### Libraries

In [1]:
from pyspark.sql import SparkSession
from pyspark.sql import functions as F
from pyspark.sql.types import *

import pandas as pd
import seaborn as sns
import matplotlib.pyplot as plt

#Spark version and Spark NLP version should be align

In [47]:
from sparknlp.base import DocumentAssembler, Finisher, Pipeline
from sparknlp.annotator import Tokenizer, Normalizer, StopWordsCleaner, PerceptronModel,LemmatizerModel,BertEmbeddings,NerDLModel,WordEmbeddingsModel
#from sparknlp.pretrained import PretrainedPipeline
from pyspark.ml.feature import StopWordsRemover

### Spark Session Builder

In [10]:
spark = SparkSession.builder\
    .appName("nlp")\
    .master("local[*]")\
    .config("spark.driver.memory","16G")\
    .config("spark.driver.maxResultSize", "0") \
    .config("spark.kryoserializer.buffer.max", "2000M")\
    .config("spark.jars.packages", "com.johnsnowlabs.nlp:spark-nlp_2.12:3.4.4")\
    .getOrCreate()

spark.sparkContext.setLogLevel("WARN")

### Data Extraction

In [245]:
path = "/home/rjac/workspace/wikipedia-biography-dataset/wikipedia-biography-dataset/train/train.sent"
df = spark.read.text(path)

In [246]:
df.show(5,vertical=True,truncate=250)

-RECORD 0---------------------------------------------------------------------------------------------------------------------------------------------------------------------------------------------------
 value | walter extra is a german award-winning aerobatic pilot , chief aircraft designer and founder of extra flugzeugbau -lrb- extra aircraft construction -rrb- , a manufacturer of aerobatic aircraft . 
-RECORD 1---------------------------------------------------------------------------------------------------------------------------------------------------------------------------------------------------
 value | extra was trained as a mechanical engineer .                                                                                                                                                       
-RECORD 2---------------------------------------------------------------------------------------------------------------------------------------------------------------------------

In [247]:
#df = df.selectExpr('*','initCap(value) as cap')

In [248]:
exclude = ["i","he","him","his","himself","she","her","hers","herself",'they','them', 'their','theirs','themselves',"she's","he's"]
stopwords = [w for w in StopWordsRemover().getStopWords() if w not in exclude]

### Data Processing

In [249]:
document_assambler = DocumentAssembler().setInputCol("value").setOutputCol("document").setCleanupMode("shrink")
tokenizer = Tokenizer().setInputCols(["document"]).setOutputCol("token")

In [250]:
#output1
#normalizer = Normalizer().setInputCols(["token"]).setOutputCol("normalized").setLowercase(True)
stopword_cleaner = StopWordsCleaner().setInputCols(["token"]).setOutputCol("cleanTokens").setCaseSensitive(False).setStopWords(stopwords)
normalizer = Normalizer().setInputCols(["cleanTokens"]).setOutputCol("normalized").setLowercase(True)
pos_tagger = PerceptronModel().pretrained("pos_ud_ewt", 'en').setInputCols(["document","normalized"]).setOutputCol("pos")
lemmatizer = LemmatizerModel.pretrained().setInputCols(["normalized"]).setOutputCol("lemma")
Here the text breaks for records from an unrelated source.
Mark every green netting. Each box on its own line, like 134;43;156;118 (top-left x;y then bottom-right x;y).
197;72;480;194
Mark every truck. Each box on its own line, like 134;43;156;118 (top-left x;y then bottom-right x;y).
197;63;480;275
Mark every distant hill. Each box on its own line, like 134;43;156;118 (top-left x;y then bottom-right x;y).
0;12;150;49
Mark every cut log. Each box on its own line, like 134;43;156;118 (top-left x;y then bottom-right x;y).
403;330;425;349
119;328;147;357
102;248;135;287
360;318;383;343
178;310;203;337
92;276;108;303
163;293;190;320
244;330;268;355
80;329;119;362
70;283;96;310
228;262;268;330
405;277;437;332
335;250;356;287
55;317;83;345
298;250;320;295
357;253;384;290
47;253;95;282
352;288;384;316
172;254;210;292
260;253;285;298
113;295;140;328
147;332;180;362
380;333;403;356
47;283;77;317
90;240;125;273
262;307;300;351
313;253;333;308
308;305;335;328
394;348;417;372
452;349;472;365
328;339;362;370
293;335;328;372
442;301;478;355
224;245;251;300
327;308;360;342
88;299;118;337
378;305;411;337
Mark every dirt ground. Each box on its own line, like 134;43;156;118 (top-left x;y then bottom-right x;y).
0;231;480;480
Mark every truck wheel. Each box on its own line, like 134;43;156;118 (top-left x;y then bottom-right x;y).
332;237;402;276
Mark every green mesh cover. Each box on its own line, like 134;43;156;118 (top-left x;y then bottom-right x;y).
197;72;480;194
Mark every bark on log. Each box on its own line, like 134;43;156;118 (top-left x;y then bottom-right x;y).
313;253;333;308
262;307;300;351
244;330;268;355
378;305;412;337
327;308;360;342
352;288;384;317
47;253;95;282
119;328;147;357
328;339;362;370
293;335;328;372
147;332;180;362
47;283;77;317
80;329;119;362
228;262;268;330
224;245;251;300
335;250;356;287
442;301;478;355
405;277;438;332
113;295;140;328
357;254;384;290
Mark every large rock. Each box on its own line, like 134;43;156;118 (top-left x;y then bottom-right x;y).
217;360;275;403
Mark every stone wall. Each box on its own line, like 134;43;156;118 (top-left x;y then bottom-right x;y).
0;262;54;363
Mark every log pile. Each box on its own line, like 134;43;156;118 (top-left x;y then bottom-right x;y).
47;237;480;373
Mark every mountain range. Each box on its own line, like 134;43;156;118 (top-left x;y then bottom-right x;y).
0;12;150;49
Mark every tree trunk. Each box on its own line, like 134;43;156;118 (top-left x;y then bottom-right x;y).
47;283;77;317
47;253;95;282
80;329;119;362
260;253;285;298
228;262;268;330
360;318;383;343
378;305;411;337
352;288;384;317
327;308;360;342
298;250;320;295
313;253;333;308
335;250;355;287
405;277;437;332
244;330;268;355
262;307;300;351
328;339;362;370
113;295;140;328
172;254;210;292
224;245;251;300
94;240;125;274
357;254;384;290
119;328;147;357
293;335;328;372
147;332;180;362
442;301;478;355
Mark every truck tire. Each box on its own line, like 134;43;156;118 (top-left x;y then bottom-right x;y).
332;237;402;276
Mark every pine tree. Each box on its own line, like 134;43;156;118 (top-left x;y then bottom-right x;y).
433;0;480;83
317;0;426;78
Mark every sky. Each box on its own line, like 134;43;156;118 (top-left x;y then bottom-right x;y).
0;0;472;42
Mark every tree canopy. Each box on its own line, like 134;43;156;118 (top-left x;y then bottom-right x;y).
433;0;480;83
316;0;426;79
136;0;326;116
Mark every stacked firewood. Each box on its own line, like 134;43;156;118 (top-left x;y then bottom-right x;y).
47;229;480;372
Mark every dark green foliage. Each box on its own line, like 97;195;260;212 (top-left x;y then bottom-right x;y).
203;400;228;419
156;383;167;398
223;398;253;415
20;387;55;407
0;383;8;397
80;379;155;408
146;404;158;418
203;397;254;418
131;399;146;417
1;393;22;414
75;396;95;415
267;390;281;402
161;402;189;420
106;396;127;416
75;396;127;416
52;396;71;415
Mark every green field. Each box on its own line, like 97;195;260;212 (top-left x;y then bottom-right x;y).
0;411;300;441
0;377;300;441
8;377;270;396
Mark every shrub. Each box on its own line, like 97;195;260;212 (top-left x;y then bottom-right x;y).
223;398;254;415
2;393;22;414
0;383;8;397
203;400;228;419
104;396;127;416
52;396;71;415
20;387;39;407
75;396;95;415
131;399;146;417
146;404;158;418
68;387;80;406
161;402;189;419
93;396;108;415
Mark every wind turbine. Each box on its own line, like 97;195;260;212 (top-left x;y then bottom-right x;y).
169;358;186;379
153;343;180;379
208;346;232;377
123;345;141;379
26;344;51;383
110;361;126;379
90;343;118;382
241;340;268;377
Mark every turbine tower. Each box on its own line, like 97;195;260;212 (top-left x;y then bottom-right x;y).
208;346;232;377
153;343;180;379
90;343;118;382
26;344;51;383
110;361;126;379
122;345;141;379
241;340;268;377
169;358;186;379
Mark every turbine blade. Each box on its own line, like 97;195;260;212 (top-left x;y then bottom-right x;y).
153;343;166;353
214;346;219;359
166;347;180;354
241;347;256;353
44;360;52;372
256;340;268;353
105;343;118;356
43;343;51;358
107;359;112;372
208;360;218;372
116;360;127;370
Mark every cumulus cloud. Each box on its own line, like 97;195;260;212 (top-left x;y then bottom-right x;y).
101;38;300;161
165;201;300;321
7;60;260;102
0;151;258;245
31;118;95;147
pos_ud_ewt download started this may take some time.
Approximate size to download 2.2 MB
[OK!]
lemma_antbnc download started this may take some time.
Approximate size to download 907.6 KB
[OK!]


In [251]:
#output2
#pos_tagger = PerceptronModel().pretrained("pos_ud_ewt", 'en').setInputCols(["document","token"]).setOutputCol("pos")

In [252]:

#output3
#embeddings = WordEmbeddingsModel().pretrained().setInputCols("document", "cleanTokens").setOutputCol("embeddings")
#ner_model = NerDLModel.pretrained().setInputCols(["document", "cleanTokens", "embeddings"]).setOutputCol("ner")

In [253]:
#Result
finisher = Finisher().setInputCols(["lemma","pos"]).setOutputCols(["tokens","pos"]).setOutputAsArray(True).setCleanAnnotations(False)

In [254]:
nlp_pipeline = Pipeline(stages=[
    document_assambler
    ,tokenizer
    ,stopword_cleaner
    ,normalizer
    ,pos_tagger
    ,lemmatizer
    ,finisher
    ]
)

In [255]:
nlp_model = nlp_pipeline.fit(df)

In [256]:
processed_df  = nlp_model.transform(df)

In [257]:
processed_df.printSchema()

root
 |-- value: string (nullable = true)
 |-- document: array (nullable = true)
 |    |-- element: struct (containsNull = true)
 |    |    |-- annotatorType: string (nullable = true)
 |    |    |-- begin: integer (nullable = false)
 |    |    |-- end: integer (nullable = false)
 |    |    |-- result: string (nullable = true)
 |    |    |-- metadata: map (nullable = true)
 |    |    |    |-- key: string
 |    |    |    |-- value: string (valueContainsNull = true)
 |    |    |-- embeddings: array (nullable = true)
 |    |    |    |-- element: float (containsNull = false)
 |-- token: array (nullable = true)
 |    |-- element: struct (containsNull = true)
 |    |    |-- annotatorType: string (nullable = true)
 |    |    |-- begin: integer (nullable = false)
 |    |    |-- end: integer (nullable = false)
 |    |    |-- result: string (nullable = true)
 |    |    |-- metadata: map (nullable = true)
 |    |    |    |-- key: string
 |    |    |    |-- value: string (valueContainsNull = true)


In [258]:
tokens = processed_df.select("value","tokens","pos")

In [259]:
tokens.show(5,vertical=True,truncate=150)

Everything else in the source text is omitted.